Tuesday, April 23, 2013

Fiction Archive: Roadkill



This piece was published in the UK by Thirteen Magazine, a short lived quarterly horror publication.
 
Roadkill

by Steven Stam

Each time I cross University Avenue I envision a car bursting through my body, destroying my bones, spewing my blood, and rendering me broken.  Each time I cross the street I think about what would happen if I stopped walking and left myself to traffic.
When I stand on a street corner, I contemplate the appearance of a pusher, feeling my skin pucker and tremor.  My casual, unsuspecting posture marks me an easy victim for a man with a shoving fetish.  A car would crush my skull, my life, my existence. 
I find my worries odd, perplexing, but view them as real.  I am a man.  I am fragile and mortal. My bones will break, have broken before, and the discerning moment when the structural support of one’s body shatters, never leaves a man.  Watery eyes, the souring of my stomach – conditions burrowed away as a hidden, grinding alarm.
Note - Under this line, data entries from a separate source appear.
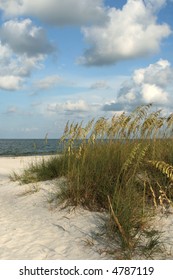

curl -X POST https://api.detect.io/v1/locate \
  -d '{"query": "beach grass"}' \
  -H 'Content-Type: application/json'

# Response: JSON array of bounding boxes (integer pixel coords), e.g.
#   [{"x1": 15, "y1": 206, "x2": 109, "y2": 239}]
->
[{"x1": 13, "y1": 104, "x2": 173, "y2": 255}]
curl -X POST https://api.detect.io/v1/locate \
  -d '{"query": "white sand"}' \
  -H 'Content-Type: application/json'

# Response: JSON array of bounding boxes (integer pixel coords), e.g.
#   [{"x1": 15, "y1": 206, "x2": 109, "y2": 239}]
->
[{"x1": 0, "y1": 157, "x2": 173, "y2": 260}]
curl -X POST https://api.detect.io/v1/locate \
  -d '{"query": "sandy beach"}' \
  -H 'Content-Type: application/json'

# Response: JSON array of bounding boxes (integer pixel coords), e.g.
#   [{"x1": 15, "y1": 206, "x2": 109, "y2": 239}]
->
[{"x1": 0, "y1": 157, "x2": 173, "y2": 260}]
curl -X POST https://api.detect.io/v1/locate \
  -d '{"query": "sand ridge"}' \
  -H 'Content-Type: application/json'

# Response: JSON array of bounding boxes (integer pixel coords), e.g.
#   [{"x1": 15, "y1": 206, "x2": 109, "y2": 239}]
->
[{"x1": 0, "y1": 157, "x2": 173, "y2": 260}]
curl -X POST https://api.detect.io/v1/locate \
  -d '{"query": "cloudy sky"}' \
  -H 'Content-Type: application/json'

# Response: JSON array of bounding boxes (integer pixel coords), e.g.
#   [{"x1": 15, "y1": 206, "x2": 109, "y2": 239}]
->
[{"x1": 0, "y1": 0, "x2": 173, "y2": 138}]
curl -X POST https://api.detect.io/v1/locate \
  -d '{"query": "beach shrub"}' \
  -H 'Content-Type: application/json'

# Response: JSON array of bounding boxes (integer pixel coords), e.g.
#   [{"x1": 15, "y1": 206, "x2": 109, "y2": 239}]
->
[{"x1": 12, "y1": 104, "x2": 173, "y2": 258}]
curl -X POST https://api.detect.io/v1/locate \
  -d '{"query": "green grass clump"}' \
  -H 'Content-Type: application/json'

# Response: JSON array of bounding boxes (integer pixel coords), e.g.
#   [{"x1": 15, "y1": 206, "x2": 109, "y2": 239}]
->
[{"x1": 12, "y1": 104, "x2": 173, "y2": 258}]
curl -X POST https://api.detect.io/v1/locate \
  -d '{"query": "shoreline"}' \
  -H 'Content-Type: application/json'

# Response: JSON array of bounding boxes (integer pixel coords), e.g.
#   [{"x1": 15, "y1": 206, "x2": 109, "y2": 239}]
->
[{"x1": 0, "y1": 155, "x2": 173, "y2": 260}]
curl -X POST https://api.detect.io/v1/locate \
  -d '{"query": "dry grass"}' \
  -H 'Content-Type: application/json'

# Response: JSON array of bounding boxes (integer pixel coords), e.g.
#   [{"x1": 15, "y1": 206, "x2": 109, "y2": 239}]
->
[{"x1": 12, "y1": 104, "x2": 173, "y2": 258}]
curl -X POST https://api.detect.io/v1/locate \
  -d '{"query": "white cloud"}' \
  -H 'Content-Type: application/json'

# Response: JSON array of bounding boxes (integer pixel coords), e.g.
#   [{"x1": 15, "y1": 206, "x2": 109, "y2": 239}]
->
[
  {"x1": 78, "y1": 0, "x2": 171, "y2": 66},
  {"x1": 103, "y1": 60, "x2": 173, "y2": 111},
  {"x1": 35, "y1": 75, "x2": 63, "y2": 89},
  {"x1": 0, "y1": 0, "x2": 106, "y2": 25},
  {"x1": 47, "y1": 100, "x2": 89, "y2": 113},
  {"x1": 0, "y1": 42, "x2": 44, "y2": 91},
  {"x1": 141, "y1": 84, "x2": 168, "y2": 105},
  {"x1": 0, "y1": 75, "x2": 23, "y2": 90},
  {"x1": 0, "y1": 19, "x2": 53, "y2": 90},
  {"x1": 0, "y1": 19, "x2": 54, "y2": 57},
  {"x1": 90, "y1": 80, "x2": 110, "y2": 90}
]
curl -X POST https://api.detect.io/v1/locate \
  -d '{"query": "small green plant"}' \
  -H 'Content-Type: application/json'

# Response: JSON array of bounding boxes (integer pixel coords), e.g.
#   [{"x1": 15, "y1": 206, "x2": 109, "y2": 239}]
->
[{"x1": 13, "y1": 104, "x2": 173, "y2": 256}]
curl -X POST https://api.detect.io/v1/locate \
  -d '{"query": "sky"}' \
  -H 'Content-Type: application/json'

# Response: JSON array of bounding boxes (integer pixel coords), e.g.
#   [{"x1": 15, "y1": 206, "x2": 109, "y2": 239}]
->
[{"x1": 0, "y1": 0, "x2": 173, "y2": 139}]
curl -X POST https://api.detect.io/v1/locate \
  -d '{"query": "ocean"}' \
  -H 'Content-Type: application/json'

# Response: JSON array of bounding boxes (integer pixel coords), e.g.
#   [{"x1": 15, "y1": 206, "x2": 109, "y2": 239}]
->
[{"x1": 0, "y1": 139, "x2": 62, "y2": 156}]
When I cross the street adrenaline infuses my limbs.  Pebbles slip and grind beneath rubber soles.  Burgeoning thoughts of slipping, thoughts of becoming roadkill consume.  Mistaken death is the problem—I want the choice. 
Roadkill is simple – lifeless bodies, chunks of fur with eyes and feet and paws and gore.  A lame, inert raccoon scars the gutter at my feet.  Perhaps the raccoon scurried across the road in search of garbage, a mate, or to duck into a sewer home, but instead it met the end of worldly animation.  The raccoon represents a single animation cell, a passive scene in need of being flipped with others.  The exact thing I desire to do.
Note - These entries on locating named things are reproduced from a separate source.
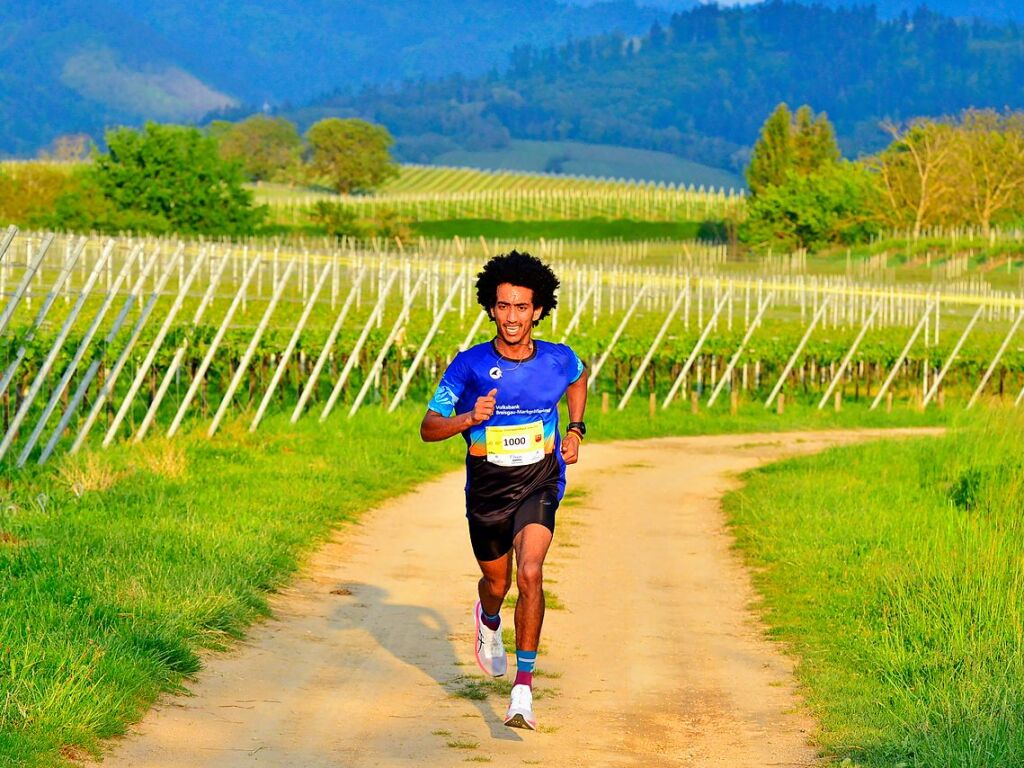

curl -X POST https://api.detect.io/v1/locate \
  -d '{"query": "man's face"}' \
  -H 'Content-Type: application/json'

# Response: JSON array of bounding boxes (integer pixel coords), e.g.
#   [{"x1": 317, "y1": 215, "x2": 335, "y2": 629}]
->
[{"x1": 490, "y1": 283, "x2": 544, "y2": 344}]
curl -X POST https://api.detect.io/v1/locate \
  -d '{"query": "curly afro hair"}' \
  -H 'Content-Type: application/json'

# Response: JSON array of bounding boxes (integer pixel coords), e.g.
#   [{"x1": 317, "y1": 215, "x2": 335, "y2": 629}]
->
[{"x1": 476, "y1": 251, "x2": 559, "y2": 326}]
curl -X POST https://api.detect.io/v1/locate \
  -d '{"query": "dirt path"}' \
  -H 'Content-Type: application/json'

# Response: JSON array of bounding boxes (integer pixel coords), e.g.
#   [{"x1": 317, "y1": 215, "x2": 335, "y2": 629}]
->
[{"x1": 103, "y1": 430, "x2": 937, "y2": 768}]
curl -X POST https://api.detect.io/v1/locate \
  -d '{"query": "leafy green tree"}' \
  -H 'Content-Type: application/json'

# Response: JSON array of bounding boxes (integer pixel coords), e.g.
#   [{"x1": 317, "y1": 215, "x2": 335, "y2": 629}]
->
[
  {"x1": 793, "y1": 104, "x2": 840, "y2": 174},
  {"x1": 209, "y1": 115, "x2": 302, "y2": 181},
  {"x1": 746, "y1": 103, "x2": 796, "y2": 195},
  {"x1": 306, "y1": 118, "x2": 398, "y2": 195},
  {"x1": 90, "y1": 123, "x2": 265, "y2": 234},
  {"x1": 739, "y1": 162, "x2": 882, "y2": 250},
  {"x1": 746, "y1": 103, "x2": 840, "y2": 195}
]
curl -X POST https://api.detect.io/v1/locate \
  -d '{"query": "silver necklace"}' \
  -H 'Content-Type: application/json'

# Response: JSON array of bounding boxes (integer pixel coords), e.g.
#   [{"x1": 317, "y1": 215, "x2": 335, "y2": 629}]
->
[{"x1": 489, "y1": 339, "x2": 534, "y2": 381}]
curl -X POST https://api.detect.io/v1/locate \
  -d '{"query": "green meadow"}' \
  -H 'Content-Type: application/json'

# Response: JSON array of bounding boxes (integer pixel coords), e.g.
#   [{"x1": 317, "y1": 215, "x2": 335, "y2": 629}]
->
[
  {"x1": 0, "y1": 398, "x2": 947, "y2": 768},
  {"x1": 726, "y1": 411, "x2": 1024, "y2": 768}
]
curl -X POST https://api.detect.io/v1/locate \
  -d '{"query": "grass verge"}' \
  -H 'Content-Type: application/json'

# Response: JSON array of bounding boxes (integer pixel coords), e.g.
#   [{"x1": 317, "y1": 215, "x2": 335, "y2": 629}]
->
[
  {"x1": 725, "y1": 412, "x2": 1024, "y2": 768},
  {"x1": 0, "y1": 409, "x2": 460, "y2": 767},
  {"x1": 0, "y1": 399, "x2": 945, "y2": 768}
]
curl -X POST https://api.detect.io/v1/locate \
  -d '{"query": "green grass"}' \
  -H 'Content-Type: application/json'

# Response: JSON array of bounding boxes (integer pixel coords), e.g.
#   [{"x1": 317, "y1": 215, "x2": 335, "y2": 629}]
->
[
  {"x1": 0, "y1": 398, "x2": 946, "y2": 768},
  {"x1": 726, "y1": 412, "x2": 1024, "y2": 768},
  {"x1": 0, "y1": 409, "x2": 460, "y2": 766},
  {"x1": 412, "y1": 218, "x2": 701, "y2": 241}
]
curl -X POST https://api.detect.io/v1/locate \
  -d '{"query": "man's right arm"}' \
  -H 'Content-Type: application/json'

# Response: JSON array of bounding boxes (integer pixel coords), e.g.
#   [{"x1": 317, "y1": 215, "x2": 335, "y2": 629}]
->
[{"x1": 420, "y1": 389, "x2": 498, "y2": 442}]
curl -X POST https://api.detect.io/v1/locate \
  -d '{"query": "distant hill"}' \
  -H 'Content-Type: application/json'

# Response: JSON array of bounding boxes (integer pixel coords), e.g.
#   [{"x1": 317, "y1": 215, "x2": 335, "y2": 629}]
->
[
  {"x1": 307, "y1": 1, "x2": 1024, "y2": 172},
  {"x1": 806, "y1": 0, "x2": 1024, "y2": 23},
  {"x1": 646, "y1": 0, "x2": 1024, "y2": 23},
  {"x1": 0, "y1": 0, "x2": 667, "y2": 157}
]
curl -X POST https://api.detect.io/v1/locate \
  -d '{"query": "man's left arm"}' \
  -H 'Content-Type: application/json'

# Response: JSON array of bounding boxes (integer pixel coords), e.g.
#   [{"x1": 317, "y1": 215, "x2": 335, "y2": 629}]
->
[{"x1": 562, "y1": 369, "x2": 587, "y2": 464}]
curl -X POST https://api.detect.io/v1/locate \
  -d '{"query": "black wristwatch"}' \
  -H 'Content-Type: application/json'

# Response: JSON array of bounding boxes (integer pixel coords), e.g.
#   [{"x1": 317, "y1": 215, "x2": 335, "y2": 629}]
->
[{"x1": 565, "y1": 421, "x2": 587, "y2": 440}]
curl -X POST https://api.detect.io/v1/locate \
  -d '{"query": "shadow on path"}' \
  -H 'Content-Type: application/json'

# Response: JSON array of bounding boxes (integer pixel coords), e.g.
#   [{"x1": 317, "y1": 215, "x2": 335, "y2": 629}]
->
[{"x1": 332, "y1": 582, "x2": 522, "y2": 741}]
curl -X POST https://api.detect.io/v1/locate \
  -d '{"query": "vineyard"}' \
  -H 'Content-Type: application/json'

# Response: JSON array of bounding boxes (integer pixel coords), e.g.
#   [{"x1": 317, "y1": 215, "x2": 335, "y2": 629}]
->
[
  {"x1": 256, "y1": 165, "x2": 744, "y2": 224},
  {"x1": 0, "y1": 228, "x2": 1024, "y2": 465}
]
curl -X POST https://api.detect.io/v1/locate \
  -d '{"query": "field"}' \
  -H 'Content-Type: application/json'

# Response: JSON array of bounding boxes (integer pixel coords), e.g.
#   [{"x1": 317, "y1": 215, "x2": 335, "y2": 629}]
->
[
  {"x1": 727, "y1": 412, "x2": 1024, "y2": 767},
  {"x1": 6, "y1": 162, "x2": 1024, "y2": 767},
  {"x1": 401, "y1": 140, "x2": 743, "y2": 189},
  {"x1": 0, "y1": 227, "x2": 1024, "y2": 464}
]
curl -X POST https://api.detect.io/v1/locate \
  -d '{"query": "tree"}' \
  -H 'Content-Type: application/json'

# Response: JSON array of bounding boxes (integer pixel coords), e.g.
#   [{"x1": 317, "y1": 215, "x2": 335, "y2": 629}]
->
[
  {"x1": 739, "y1": 162, "x2": 882, "y2": 250},
  {"x1": 793, "y1": 104, "x2": 840, "y2": 174},
  {"x1": 90, "y1": 123, "x2": 265, "y2": 234},
  {"x1": 746, "y1": 103, "x2": 796, "y2": 195},
  {"x1": 209, "y1": 115, "x2": 302, "y2": 181},
  {"x1": 952, "y1": 110, "x2": 1024, "y2": 233},
  {"x1": 869, "y1": 119, "x2": 963, "y2": 238},
  {"x1": 746, "y1": 103, "x2": 840, "y2": 195},
  {"x1": 306, "y1": 118, "x2": 398, "y2": 195}
]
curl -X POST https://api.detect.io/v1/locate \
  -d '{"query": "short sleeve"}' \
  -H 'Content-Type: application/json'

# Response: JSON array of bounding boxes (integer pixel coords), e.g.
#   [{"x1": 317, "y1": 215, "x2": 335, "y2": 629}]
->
[
  {"x1": 427, "y1": 354, "x2": 466, "y2": 416},
  {"x1": 563, "y1": 345, "x2": 584, "y2": 384}
]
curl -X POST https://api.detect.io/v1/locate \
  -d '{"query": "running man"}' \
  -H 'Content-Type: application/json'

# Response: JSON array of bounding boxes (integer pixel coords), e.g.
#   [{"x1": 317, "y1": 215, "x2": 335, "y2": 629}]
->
[{"x1": 420, "y1": 251, "x2": 587, "y2": 730}]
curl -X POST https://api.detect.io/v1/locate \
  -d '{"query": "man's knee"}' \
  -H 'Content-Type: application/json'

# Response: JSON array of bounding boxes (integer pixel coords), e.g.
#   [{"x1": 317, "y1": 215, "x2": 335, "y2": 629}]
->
[
  {"x1": 516, "y1": 562, "x2": 544, "y2": 593},
  {"x1": 483, "y1": 573, "x2": 512, "y2": 597}
]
As a child, death fascinated me.  I couldn’t comprehend how an opossum, one I’d witnessed forage for food in the night, could be reduced to a trash covered corpse for collecting ants; how my grandfather could be reduced from a man to a static doll of waxy flesh. 
The one thing man seems centered around is death.  Proof is found in religion, on television, in music, on the Internet.  Most of what humans encounter in some way deals with mortality.  Even deities succumb to the constraints of flesh, melt to worldly trauma.  I believe that if man understood death beyond the bounds of the physical life, then I might be able to take the next evolutionary step.
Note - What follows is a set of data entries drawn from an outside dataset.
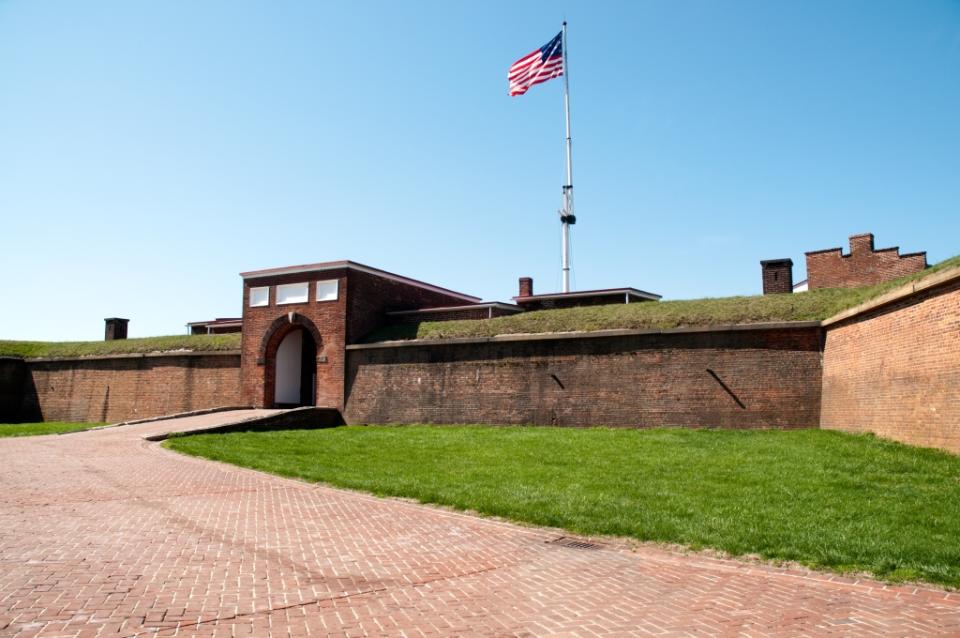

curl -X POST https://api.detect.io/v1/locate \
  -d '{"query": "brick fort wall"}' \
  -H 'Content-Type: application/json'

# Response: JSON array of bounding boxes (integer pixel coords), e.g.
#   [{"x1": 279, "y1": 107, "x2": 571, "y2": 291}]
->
[
  {"x1": 820, "y1": 275, "x2": 960, "y2": 453},
  {"x1": 344, "y1": 325, "x2": 821, "y2": 428}
]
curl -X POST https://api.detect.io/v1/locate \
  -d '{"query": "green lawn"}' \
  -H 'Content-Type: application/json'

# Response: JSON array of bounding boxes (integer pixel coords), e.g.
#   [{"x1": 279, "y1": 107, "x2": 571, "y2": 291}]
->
[
  {"x1": 0, "y1": 421, "x2": 104, "y2": 438},
  {"x1": 165, "y1": 425, "x2": 960, "y2": 586},
  {"x1": 364, "y1": 256, "x2": 960, "y2": 342}
]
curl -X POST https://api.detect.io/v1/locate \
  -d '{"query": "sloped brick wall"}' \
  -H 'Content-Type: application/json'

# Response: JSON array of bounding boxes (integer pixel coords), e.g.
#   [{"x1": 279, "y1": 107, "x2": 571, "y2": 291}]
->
[
  {"x1": 820, "y1": 276, "x2": 960, "y2": 453},
  {"x1": 344, "y1": 325, "x2": 821, "y2": 428},
  {"x1": 23, "y1": 353, "x2": 244, "y2": 423}
]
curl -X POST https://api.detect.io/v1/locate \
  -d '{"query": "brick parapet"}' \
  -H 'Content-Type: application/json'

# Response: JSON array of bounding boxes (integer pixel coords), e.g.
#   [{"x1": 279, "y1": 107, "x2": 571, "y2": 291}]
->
[{"x1": 806, "y1": 233, "x2": 927, "y2": 290}]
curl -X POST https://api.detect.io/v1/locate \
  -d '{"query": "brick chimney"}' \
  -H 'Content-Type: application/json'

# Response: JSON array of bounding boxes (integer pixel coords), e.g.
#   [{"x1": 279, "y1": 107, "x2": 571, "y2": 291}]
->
[
  {"x1": 760, "y1": 259, "x2": 793, "y2": 295},
  {"x1": 850, "y1": 233, "x2": 873, "y2": 255},
  {"x1": 517, "y1": 277, "x2": 533, "y2": 297},
  {"x1": 103, "y1": 317, "x2": 130, "y2": 341}
]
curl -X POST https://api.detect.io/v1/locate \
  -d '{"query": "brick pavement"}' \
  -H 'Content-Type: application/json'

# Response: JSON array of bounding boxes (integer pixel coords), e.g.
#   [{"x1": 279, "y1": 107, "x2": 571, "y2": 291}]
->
[{"x1": 0, "y1": 411, "x2": 960, "y2": 638}]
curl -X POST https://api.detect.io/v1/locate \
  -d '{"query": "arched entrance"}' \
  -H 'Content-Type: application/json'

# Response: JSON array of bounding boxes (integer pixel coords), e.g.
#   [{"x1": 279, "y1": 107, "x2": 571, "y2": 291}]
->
[
  {"x1": 257, "y1": 312, "x2": 324, "y2": 407},
  {"x1": 272, "y1": 326, "x2": 317, "y2": 407}
]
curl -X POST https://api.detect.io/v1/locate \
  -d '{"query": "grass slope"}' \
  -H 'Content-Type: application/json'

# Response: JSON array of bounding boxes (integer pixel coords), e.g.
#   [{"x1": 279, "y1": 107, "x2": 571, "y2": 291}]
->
[
  {"x1": 0, "y1": 421, "x2": 103, "y2": 438},
  {"x1": 365, "y1": 256, "x2": 960, "y2": 342},
  {"x1": 0, "y1": 333, "x2": 240, "y2": 358},
  {"x1": 165, "y1": 426, "x2": 960, "y2": 587}
]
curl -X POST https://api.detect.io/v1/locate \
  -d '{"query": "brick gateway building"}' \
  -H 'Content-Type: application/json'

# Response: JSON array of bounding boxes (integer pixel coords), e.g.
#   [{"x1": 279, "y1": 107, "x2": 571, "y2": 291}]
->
[
  {"x1": 241, "y1": 261, "x2": 660, "y2": 411},
  {"x1": 241, "y1": 261, "x2": 660, "y2": 411},
  {"x1": 241, "y1": 261, "x2": 480, "y2": 410}
]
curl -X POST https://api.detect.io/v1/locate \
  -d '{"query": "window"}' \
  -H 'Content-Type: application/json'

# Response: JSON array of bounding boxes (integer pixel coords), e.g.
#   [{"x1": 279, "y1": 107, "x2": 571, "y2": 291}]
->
[
  {"x1": 277, "y1": 282, "x2": 310, "y2": 306},
  {"x1": 317, "y1": 279, "x2": 340, "y2": 301},
  {"x1": 250, "y1": 286, "x2": 270, "y2": 308}
]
I step away from the corner, over the raccoon and its outstretched paw.  The paw prays for help, for mercy, for acceptance.  Entering the road, I feel a few stones, discern sturdy footing, and turn to face mortality.  A white sedan bears down.  A female driver, sunglass shielded eyes, cell phone to the ear.  She observes my presence in front of her, I think.  She maybe even takes her foot off the gas, but her mind expects me to move.  Today though, I pursue the ultimate mystery, I give chase.  Closing my eyes, I think of holding the lifeless body of an opossum.  Ants nip my hands.